Marshwood Vale adviser Simon Christopher said more could be done to promote links with Thomas Hardy, William Barnes, Sylvia Townsend Warner, John Fowles and others.

Many of the literary group’s archives and artefacts are in the Dorset County Museum and the Dorset History Centre, along with works by world-renowned sculptor Elisabeth Frink.

Cllr Christopher told a County Commons Archives meeting that enthusiasts could be persuaded to travel to the county outside of the main holiday season to view the material and take in the local sites that feature in many of the books.

He said the county also had links with William Wordsworth and Samuel Coleridge who had met in the west of the county where Wordsworth lived for a short time near Pilsdon Pen.

“We just need to improve our game,” he said. “Dorchester and other parts of the county could do with a lift. We need to capitalize more on our literary links.

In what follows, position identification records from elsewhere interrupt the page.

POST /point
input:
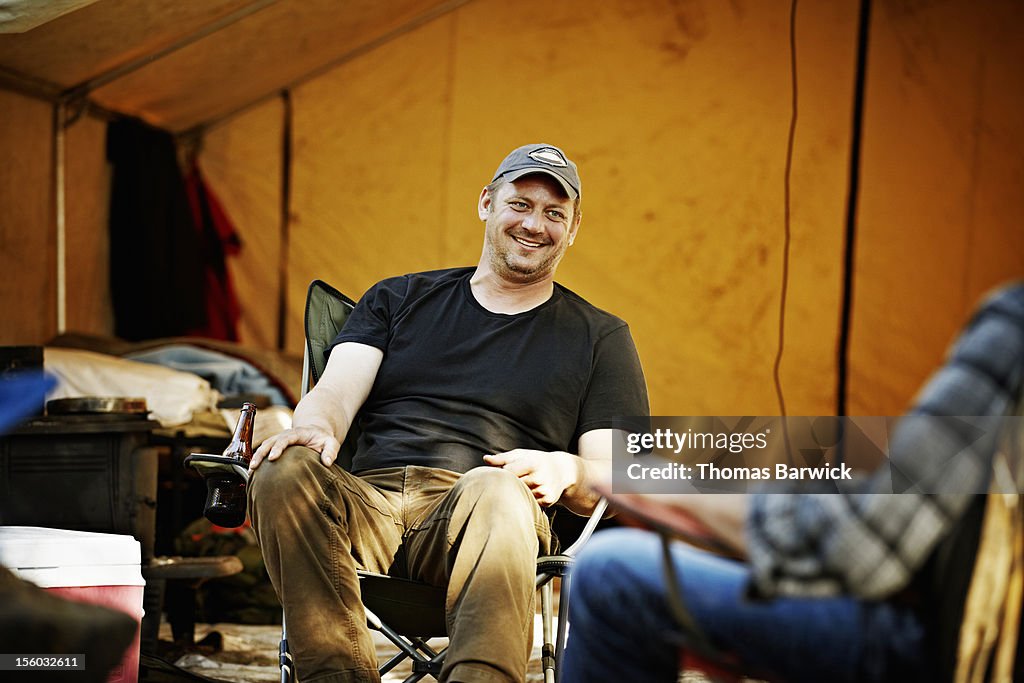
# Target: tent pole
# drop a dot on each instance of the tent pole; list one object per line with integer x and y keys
{"x": 286, "y": 217}
{"x": 60, "y": 219}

Cllr Christopher also called for what he described as the ‘dull’ welcome signs in Dorchester to be replaced, suggesting the ‘historic market town’ line could be replaced with something more interesting.

County Archives manager Sam Johnston told the meeting that a crowdfunding appeal to raise £60,000 to catalog Thomas Hardy material held by the Dorset History Center had failed to achieve its goal and still had a long way to go.

He said he realized that for many people, giving to the roll call would be seen as a non-essential expense in times of tight budgets, but the center would persevere.

Without proper cataloging materials, the center’s collection is more difficult to locate.

The meeting heard that among recent donations to the center were archival material, including old photographs and film, from the now defunct Bournemouth transport company, known locally as Yellow Buses.

Cllr Bev Dunlop praised the archive for taking the material saying many people were very passionate about the company and its history.